#19 - JRL 2009-171 - JRL Home
State monopoly necessary to tackle alcoholism in Russia - public health chief
Interfax

Moscow, 14 September: Health experts say that Russia needs state monopoly on alcohol (sales), given the high mortality rate from counterfeit alcohol poisoning.

"State monopoly on alcohol would be a very timely and needed measure," the head of Rospotrebnadzor (the Russian Federal Service for Consumer Rights Protection), Russia's chief public health official Gennadiy Onishchenko, has told Interfax on Monday (14 September).

He added that after state monopoly on alcohol in Russia was scrapped in 1991 a vigorous upsurge in the consumption of alcoholic drinks, especially of substitutes, had begun.

According to Rospotrebnadzor, nearly 3m Russians indulge in alcohol abuse today: in 2007 alone, over 75,000 Russian citizens prematurely died from alcohol consumption.

"Up to 60 per cent of all our vodka is produced illegally," Onishchenko said.

He added that state monopoly on alcohol could become an important measure in tackling alcoholism in Russia. "On the whole, the (state) budget would benefit and counterfeit alcohol would cease to exist.
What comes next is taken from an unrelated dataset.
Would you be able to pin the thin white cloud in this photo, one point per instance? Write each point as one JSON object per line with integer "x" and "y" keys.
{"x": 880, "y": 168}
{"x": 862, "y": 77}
When there is state monopoly, this area can be regulated in a tougher and more effective way," Onishchenko said. (Passage omitted)

(Interfax news agency, Moscow, in Russian 0846 gmt 11 Sep 09 reported that Russia's President Dmitriy Medvedev had ordered the government to develop a set of measures aimed to combat the sale of illegally-produced alcohol.)